According to official statistics, 907 Canadians were killed in 2006 in traffic crashes involving a drinking driver, an increase since 2005.
The poll also revealed that drinking and driving continued to be reported as the most important concern of all road safety issues by those surveyed; however, Vanlaar said that this level of concern is not translating into changes in behaviour for some Canadians, pointing to an increase in the number of Canadians who admit to driving after consuming alcohol. Approximately 18 per cent of Canadians polled admitted to driving after consuming any amount of alcohol in the past 30 days in 2008. The figure has increased from reported levels in 2006, which TIRF said suggests that progress in the fight against drinking and driving has halted.
About 5.2 per cent of Canadians admitted to driving when they thought they were over the legal limited in the past 12 months, a drop from 8.2 per 2007, which TIRF said may be partly due to the recent passage of Bill C-2, designed to strengthen drunk driving legislation. “Although such a large decline may be encouraging, it is too soon to tell whether the percentage of drivers who admit to driving when they thought they were over the legal limit in the past year is truly declining or not.”
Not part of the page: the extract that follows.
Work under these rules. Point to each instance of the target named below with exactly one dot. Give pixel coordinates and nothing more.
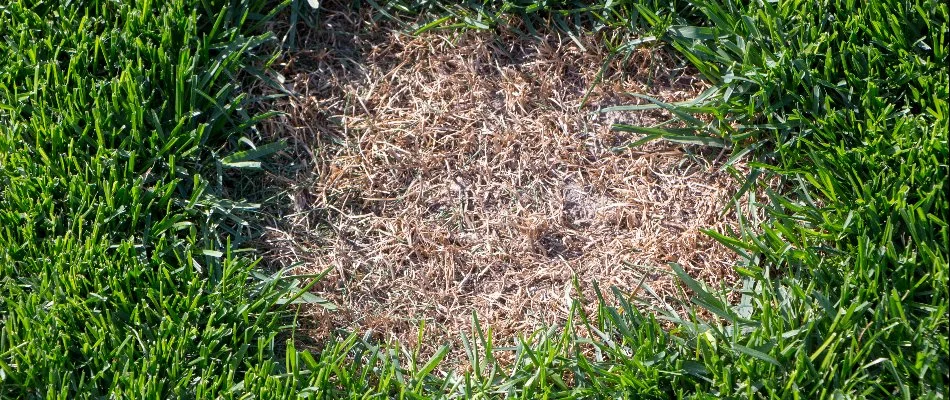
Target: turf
(123, 127)
(446, 174)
The poll also found that 6.2 per cent of those surveyed said they had been a passenger in a vehicle driven by someone who had been drinking on one occasion, while 6.4 per cent had been a passenger on two such occasions.
As well, 36.6 per cent of those who drove when they thought they were over the legal limit reported doing most of their drinking at the home of a friend or relative; approximately 25.4 per cent reported doing most of their drinking in a bar, while 18.1 per cent drank in their own home, and 16.4 per cent in a restaurant. Vanlaar said that this means that at least 80 per cent of those who drink and drive are in the midst of friends or family. “Those who know someone who is about to drink and drive are in a position to prevent the people they care about from getting behind the wheel after drinking,” he said. “They can tell the driver they are not safe to drive, and refuse to be a passenger.”